Welcome to python_speech_features’s documentation!

This library provides common speech features for ASR including MFCCs and filterbank energies. If you are not sure what MFCCs are, and would like to know more have a look at this MFCC tutorial: http://www.practicalcryptography.com/miscellaneous/machine-learning/guide-mel-frequency-cepstral-coefficients-mfccs/.

You will need numpy and scipy to run these files. The code for this project is available at https://github.com/jameslyons/python_speech_features .

Supported features:

  • features.mfcc() - Mel Frequency Cepstral Coefficients
  • features.fbank() - Filterbank Energies
  • features.logfbank() - Log Filterbank Energies
  • features.ssc() - Spectral Subband Centroids

To use MFCC features:

from features import mfcc
from features import logfbank
import scipy.io.wavfile as wav

(rate,sig) = wav.read("file.wav")
mfcc_feat = mfcc(sig,rate)
fbank_feat = logfbank(sig,rate)

print(fbank_feat[1:3,:])

From here you can write the features to a file etc.

Functions provided in features module

features.base.mfcc(signal, samplerate=16000, winlen=0.025, winstep=0.01, numcep=13, nfilt=26, nfft=512, lowfreq=0, highfreq=None, preemph=0.97, ceplifter=22, appendEnergy=True)

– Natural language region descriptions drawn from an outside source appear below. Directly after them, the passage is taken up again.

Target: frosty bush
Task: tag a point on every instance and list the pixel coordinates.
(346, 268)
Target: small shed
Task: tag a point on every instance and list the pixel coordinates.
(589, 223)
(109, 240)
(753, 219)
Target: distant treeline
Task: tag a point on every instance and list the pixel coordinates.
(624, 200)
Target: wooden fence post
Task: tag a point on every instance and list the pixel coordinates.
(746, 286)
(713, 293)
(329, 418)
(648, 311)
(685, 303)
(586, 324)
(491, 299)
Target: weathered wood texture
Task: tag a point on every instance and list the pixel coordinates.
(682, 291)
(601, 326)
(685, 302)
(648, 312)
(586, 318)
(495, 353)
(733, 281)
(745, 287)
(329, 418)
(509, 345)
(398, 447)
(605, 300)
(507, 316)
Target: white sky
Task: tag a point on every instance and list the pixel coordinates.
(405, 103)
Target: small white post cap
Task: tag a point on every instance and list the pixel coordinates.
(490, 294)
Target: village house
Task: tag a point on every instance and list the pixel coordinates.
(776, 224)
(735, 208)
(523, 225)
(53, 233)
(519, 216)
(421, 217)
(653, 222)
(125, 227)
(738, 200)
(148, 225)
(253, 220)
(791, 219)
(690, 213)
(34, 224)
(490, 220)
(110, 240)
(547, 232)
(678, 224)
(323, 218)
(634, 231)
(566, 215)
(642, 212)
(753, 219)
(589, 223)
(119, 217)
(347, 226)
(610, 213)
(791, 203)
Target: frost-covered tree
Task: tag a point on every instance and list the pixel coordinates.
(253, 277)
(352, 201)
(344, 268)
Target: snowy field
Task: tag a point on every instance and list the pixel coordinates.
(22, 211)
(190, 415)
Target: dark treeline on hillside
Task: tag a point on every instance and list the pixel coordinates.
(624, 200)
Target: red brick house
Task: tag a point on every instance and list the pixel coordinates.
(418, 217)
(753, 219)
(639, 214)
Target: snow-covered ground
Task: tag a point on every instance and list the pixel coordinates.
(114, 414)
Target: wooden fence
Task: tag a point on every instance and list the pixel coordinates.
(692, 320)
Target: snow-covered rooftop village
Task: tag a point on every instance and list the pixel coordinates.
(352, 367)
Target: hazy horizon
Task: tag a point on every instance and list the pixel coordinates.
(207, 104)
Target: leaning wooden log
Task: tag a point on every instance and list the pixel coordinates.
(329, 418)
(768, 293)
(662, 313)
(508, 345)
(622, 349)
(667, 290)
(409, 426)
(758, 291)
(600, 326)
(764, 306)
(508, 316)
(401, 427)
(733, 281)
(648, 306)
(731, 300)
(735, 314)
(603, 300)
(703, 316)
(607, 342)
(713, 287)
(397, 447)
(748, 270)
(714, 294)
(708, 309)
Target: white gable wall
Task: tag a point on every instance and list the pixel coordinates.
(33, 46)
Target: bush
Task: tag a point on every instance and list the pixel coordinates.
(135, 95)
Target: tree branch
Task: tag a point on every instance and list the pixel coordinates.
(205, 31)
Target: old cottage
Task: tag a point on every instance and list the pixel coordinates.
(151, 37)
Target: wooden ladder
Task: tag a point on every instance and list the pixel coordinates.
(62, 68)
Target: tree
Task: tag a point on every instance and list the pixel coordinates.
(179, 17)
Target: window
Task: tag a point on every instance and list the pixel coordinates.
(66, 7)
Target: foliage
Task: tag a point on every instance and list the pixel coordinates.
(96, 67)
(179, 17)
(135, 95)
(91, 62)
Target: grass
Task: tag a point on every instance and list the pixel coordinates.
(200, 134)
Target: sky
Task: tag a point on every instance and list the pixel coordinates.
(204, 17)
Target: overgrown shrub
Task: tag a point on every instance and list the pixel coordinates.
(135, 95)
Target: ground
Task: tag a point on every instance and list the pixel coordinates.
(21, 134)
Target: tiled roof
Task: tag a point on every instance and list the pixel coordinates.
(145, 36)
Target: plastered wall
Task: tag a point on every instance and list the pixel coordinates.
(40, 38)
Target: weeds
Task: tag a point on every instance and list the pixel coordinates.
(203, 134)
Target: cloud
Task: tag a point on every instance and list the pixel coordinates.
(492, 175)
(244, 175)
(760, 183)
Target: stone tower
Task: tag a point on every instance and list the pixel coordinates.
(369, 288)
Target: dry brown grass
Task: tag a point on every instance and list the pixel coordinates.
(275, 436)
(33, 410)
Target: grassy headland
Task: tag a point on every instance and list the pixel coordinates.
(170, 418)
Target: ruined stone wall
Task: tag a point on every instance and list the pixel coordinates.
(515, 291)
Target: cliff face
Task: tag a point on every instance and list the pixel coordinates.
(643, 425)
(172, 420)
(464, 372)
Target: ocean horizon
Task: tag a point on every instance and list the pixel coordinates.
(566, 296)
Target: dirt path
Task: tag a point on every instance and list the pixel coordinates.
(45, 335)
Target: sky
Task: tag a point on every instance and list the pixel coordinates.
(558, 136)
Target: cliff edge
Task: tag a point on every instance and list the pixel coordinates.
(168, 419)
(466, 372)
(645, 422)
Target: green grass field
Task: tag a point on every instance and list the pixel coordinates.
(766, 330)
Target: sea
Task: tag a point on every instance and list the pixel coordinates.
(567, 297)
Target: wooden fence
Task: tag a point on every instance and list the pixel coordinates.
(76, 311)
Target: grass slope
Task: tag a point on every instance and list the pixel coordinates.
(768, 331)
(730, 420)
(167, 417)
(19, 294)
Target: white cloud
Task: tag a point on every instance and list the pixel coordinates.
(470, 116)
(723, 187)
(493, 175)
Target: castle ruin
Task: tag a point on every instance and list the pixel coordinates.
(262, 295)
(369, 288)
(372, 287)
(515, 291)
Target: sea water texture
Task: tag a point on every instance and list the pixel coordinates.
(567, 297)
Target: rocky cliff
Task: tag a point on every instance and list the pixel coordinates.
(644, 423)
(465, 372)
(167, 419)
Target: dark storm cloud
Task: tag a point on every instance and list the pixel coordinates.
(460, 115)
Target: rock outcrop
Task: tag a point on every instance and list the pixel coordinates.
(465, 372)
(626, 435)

Compute MFCC features from an audio signal.

Parameters:
  • signal – the audio signal from which to compute features. Should be an N*1 array
  • samplerate – the samplerate of the signal we are working with.
  • winlen – the length of the analysis window in seconds. Default is 0.025s (25 milliseconds)
  • winstep – the step between successive windows in seconds. Default is 0.01s (10 milliseconds)
  • numcep – the number of cepstrum to return, default 13
  • nfilt – the number of filters in the filterbank, default 26.
  • nfft – the FFT size. Default is 512.
  • lowfreq – lowest band edge of mel filters. In Hz, default is 0.
  • highfreq – highest band edge of mel filters. In Hz, default is samplerate/2
  • preemph – apply preemphasis filter with preemph as coefficient. 0 is no filter. Default is 0.97.
  • ceplifter – apply a lifter to final cepstral coefficients. 0 is no lifter. Default is 22.
  • appendEnergy – if this is true, the zeroth cepstral coefficient is replaced with the log of the total frame energy.
Returns:

A numpy array of size (NUMFRAMES by numcep) containing features. Each row holds 1 feature vector.

features.base.fbank(signal, samplerate=16000, winlen=0.025, winstep=0.01, nfilt=26, nfft=512, lowfreq=0, highfreq=None, preemph=0.97)

Compute Mel-filterbank energy features from an audio signal.

Parameters:
  • signal – the audio signal from which to compute features. Should be an N*1 array
  • samplerate – the samplerate of the signal we are working with.
  • winlen – the length of the analysis window in seconds. Default is 0.025s (25 milliseconds)
  • winstep – the step between successive windows in seconds. Default is 0.01s (10 milliseconds)
  • nfilt – the number of filters in the filterbank, default 26.
  • nfft – the FFT size. Default is 512.
  • lowfreq – lowest band edge of mel filters. In Hz, default is 0.
  • highfreq – highest band edge of mel filters. In Hz, default is samplerate/2
  • preemph – apply preemphasis filter with preemph as coefficient. 0 is no filter. Default is 0.97.
Returns:

2 values. The first is a numpy array of size (NUMFRAMES by nfilt) containing features. Each row holds 1 feature vector. The second return value is the energy in each frame (total energy, unwindowed)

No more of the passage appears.